Re: dmaengine for sh7760 (was Re: use the generic dma-noncoherent code for sh V2)

From: Arnd Bergmann
Date: Fri Aug 17 2018 - 16:24:09 EST


On Fri, Aug 17, 2018 at 7:04 PM Rob Landley <rob@xxxxxxxxxxx> wrote:
> On 07/31/2018 07:56 AM, Arnd Bergmann wrote:
> > On Fri, Jul 27, 2018 at 6:20 PM, Rob Landley <rob@xxxxxxxxxxx> wrote:
> >> On 07/24/2018 03:21 PM, Christoph Hellwig wrote:
> >>> On Tue, Jul 24, 2018 at 02:01:42PM +0200, Christoph Hellwig wrote:
> >>>> Hi all,
> > If you hack on it, please convert the dmaengine platform data to use
> > a dma_slave_map array to pass the data into the dmaengine driver,
>
> The dmatest module didn't need it? I don't see why the ethernet driver would?
> (Isn't the point of an allocator to allocate from a request?)

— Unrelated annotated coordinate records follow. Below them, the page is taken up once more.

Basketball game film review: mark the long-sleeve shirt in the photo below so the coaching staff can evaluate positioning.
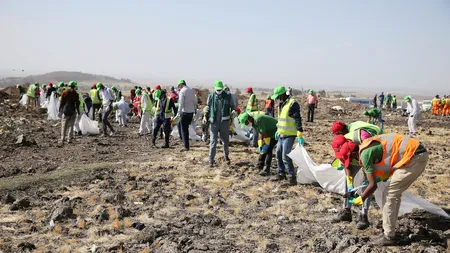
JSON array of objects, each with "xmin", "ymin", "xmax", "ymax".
[
  {"xmin": 100, "ymin": 87, "xmax": 116, "ymax": 105},
  {"xmin": 178, "ymin": 86, "xmax": 197, "ymax": 113},
  {"xmin": 279, "ymin": 100, "xmax": 303, "ymax": 132}
]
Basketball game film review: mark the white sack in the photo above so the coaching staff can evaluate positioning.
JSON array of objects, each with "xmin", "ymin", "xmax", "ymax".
[
  {"xmin": 288, "ymin": 145, "xmax": 450, "ymax": 218},
  {"xmin": 80, "ymin": 113, "xmax": 100, "ymax": 135},
  {"xmin": 47, "ymin": 92, "xmax": 60, "ymax": 120}
]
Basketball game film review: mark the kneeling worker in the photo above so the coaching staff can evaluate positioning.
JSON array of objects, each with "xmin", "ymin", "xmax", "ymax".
[
  {"xmin": 337, "ymin": 133, "xmax": 428, "ymax": 246},
  {"xmin": 238, "ymin": 112, "xmax": 278, "ymax": 176}
]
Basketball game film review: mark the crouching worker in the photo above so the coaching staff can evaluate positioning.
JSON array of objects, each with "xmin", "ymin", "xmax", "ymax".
[
  {"xmin": 238, "ymin": 112, "xmax": 278, "ymax": 176},
  {"xmin": 332, "ymin": 133, "xmax": 428, "ymax": 246},
  {"xmin": 331, "ymin": 121, "xmax": 382, "ymax": 229}
]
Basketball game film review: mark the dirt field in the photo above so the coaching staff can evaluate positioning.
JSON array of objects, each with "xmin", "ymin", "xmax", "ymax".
[{"xmin": 0, "ymin": 88, "xmax": 450, "ymax": 252}]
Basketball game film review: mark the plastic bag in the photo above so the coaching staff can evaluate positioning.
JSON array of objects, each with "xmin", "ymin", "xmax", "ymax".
[
  {"xmin": 80, "ymin": 113, "xmax": 100, "ymax": 135},
  {"xmin": 19, "ymin": 94, "xmax": 28, "ymax": 106},
  {"xmin": 47, "ymin": 92, "xmax": 60, "ymax": 120},
  {"xmin": 288, "ymin": 145, "xmax": 450, "ymax": 218}
]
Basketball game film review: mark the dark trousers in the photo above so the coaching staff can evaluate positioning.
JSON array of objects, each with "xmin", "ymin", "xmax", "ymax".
[
  {"xmin": 179, "ymin": 112, "xmax": 194, "ymax": 149},
  {"xmin": 257, "ymin": 138, "xmax": 277, "ymax": 172},
  {"xmin": 92, "ymin": 104, "xmax": 102, "ymax": 120},
  {"xmin": 308, "ymin": 104, "xmax": 316, "ymax": 122},
  {"xmin": 152, "ymin": 116, "xmax": 172, "ymax": 146}
]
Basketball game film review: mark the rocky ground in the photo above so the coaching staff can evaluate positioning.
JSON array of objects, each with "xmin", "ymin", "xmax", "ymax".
[{"xmin": 0, "ymin": 88, "xmax": 450, "ymax": 252}]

I guess you have hit two of the special cases here:

- dmatest uses the memory-to-memory DMA engine interface, not the slave
API, so you don't have to configure a slave at all

- smc91x (and its smc911x.c relative) are apparently special in that they
use they use the DMA slave API but (AFAICT) require programming
the dmaengine hardware into a memory-to-memory transfer with no
DMA slave request signal and completely synchronous operation
(the IRQ handler polls for the DMA descriptor to be complete),
see also https://lkml.org/lkml/2018/4/3/464 for the discussion about
the recent rework of that driver's implementation.

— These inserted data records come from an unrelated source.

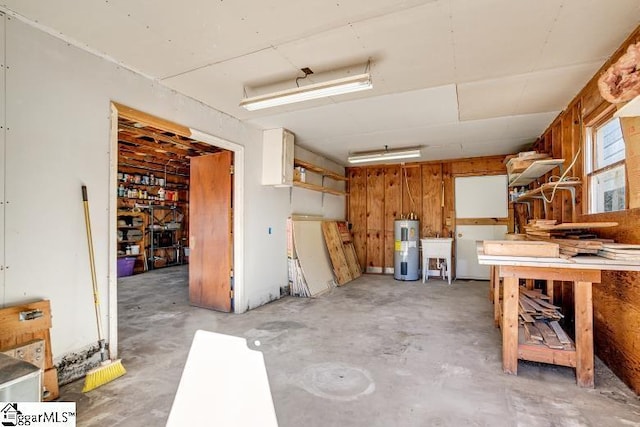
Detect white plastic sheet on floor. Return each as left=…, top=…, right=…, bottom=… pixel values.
left=167, top=330, right=278, bottom=427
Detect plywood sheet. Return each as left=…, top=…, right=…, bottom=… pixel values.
left=293, top=221, right=333, bottom=296
left=322, top=221, right=353, bottom=286
left=167, top=330, right=278, bottom=427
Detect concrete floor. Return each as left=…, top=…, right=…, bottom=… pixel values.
left=61, top=266, right=640, bottom=427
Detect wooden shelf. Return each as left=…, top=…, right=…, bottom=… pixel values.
left=293, top=159, right=348, bottom=181
left=516, top=181, right=582, bottom=202
left=293, top=181, right=347, bottom=196
left=509, top=159, right=564, bottom=187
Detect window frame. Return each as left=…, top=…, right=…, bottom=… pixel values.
left=583, top=105, right=629, bottom=215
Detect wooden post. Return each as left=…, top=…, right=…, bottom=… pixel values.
left=524, top=279, right=534, bottom=291
left=489, top=265, right=496, bottom=302
left=502, top=276, right=518, bottom=375
left=547, top=280, right=554, bottom=304
left=491, top=266, right=500, bottom=328
left=573, top=281, right=594, bottom=388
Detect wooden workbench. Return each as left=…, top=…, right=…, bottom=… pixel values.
left=477, top=242, right=640, bottom=387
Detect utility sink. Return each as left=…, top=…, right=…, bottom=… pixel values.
left=420, top=237, right=453, bottom=284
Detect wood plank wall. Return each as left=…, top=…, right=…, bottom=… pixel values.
left=533, top=27, right=640, bottom=393
left=347, top=156, right=506, bottom=273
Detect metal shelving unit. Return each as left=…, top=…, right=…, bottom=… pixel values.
left=145, top=205, right=182, bottom=270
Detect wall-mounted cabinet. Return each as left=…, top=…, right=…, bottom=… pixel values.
left=262, top=128, right=294, bottom=187
left=293, top=159, right=348, bottom=196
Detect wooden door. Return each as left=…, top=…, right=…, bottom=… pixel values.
left=189, top=151, right=233, bottom=312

> > mapping the settings from a (pdev-name, channel-id) tuple to a pointer
> > that describes the channel configuration rather than having the
> > mapping from an numerical slave_id to a struct sh_dmae_slave_config
> > in the setup files. It should be a fairly mechanical conversion.
>
> I think all 8 channels are generic. Drivers should be able to grab them and
> release them at will, why does it need a table?
>
> (I say this not having made the smc91x.c driver use this yet, its "conversion"
> to device tree left it full of PXA #ifdefs and constants, and I've tried the

Another point about smc91x is that it only uses DMA on the PXA platform,
which is not part of the "multiplatform" ARM setup. It's likely that no
other platform actually has a DMA engine that can talk to this device in
the absence of a request signal, or that on more modern CPU cores,
a readsl() is actually just as fast, but it avoids the setup cost of talking
to the dma engine. Possibly both of the above.

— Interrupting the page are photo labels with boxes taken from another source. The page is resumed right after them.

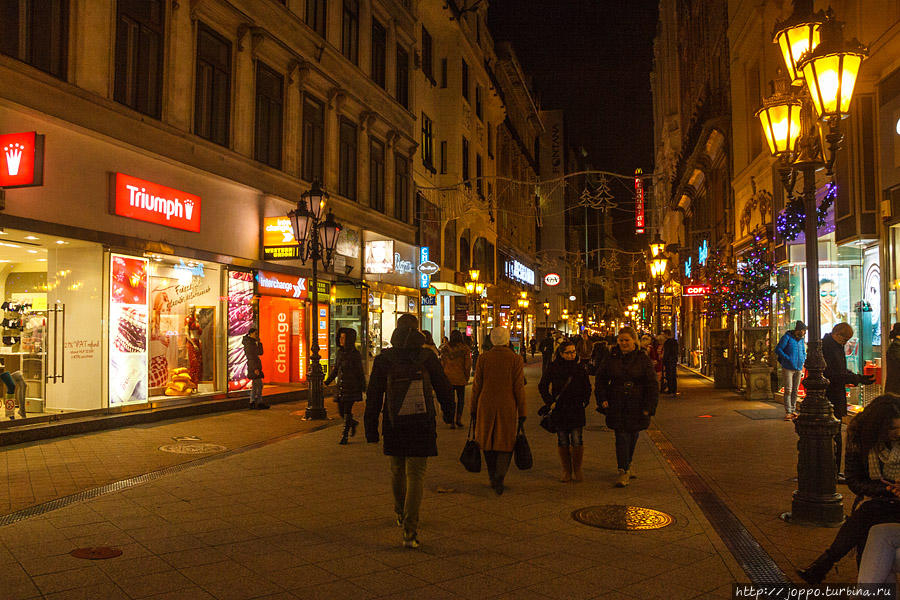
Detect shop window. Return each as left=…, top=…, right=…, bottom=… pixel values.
left=254, top=62, right=284, bottom=169
left=0, top=0, right=69, bottom=79
left=114, top=0, right=165, bottom=118
left=194, top=23, right=231, bottom=146
left=301, top=96, right=325, bottom=182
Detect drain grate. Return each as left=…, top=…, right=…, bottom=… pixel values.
left=647, top=429, right=790, bottom=585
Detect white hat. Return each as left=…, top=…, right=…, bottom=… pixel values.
left=491, top=327, right=509, bottom=346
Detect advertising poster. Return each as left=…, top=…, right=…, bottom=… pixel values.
left=109, top=254, right=148, bottom=406
left=228, top=271, right=253, bottom=391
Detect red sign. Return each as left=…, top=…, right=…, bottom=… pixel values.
left=682, top=285, right=709, bottom=296
left=634, top=169, right=644, bottom=233
left=113, top=173, right=200, bottom=233
left=0, top=131, right=44, bottom=188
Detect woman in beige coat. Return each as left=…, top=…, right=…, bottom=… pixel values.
left=471, top=327, right=525, bottom=496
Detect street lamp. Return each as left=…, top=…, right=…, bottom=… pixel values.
left=288, top=181, right=341, bottom=419
left=757, top=0, right=867, bottom=526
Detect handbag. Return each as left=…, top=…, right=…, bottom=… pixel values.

> last half-dozen kernel releases and qemu releases and have yet to find an arm
> mainstone board under qemu that _doesn't_ time out trying to use DMA with this
> card. But that's another post...)

Is smc91x the only driver that you want to make use of the DMA engine?
I suspect that every other one currently relies on passing a slave ID
shdma_chan_filter into dma_request_slave_channel_compat() or
dma_request_channel() , which are some of the interfaces we want to
remove in the future, to make everything work the same across
all platforms.

shdma_chan_filter() is one of those that expect its pointer argument to
be a number that is in turn associated with an sh_dmae_slave_config
structure in the platform data of the dma engine. What the newer
dma_request_chan() interface does is to pass a pointer to the
slave device and a string as identifier for the same data, which then
gets associated through the dma_slave_map. On smc91x, both
the device and name argument are NULL, which triggers the special
case in the pxa dmaengine driver.

> > The other part I noticed is arch/sh/drivers/dma/*, which appears to
> > be entirely unused, and should probably removed.
>
> I had to switch that off to get this to work, yes. I believe it predates
> dmaengine and was obsoleted by it.

Ok. Have you found any reason to keep it around though?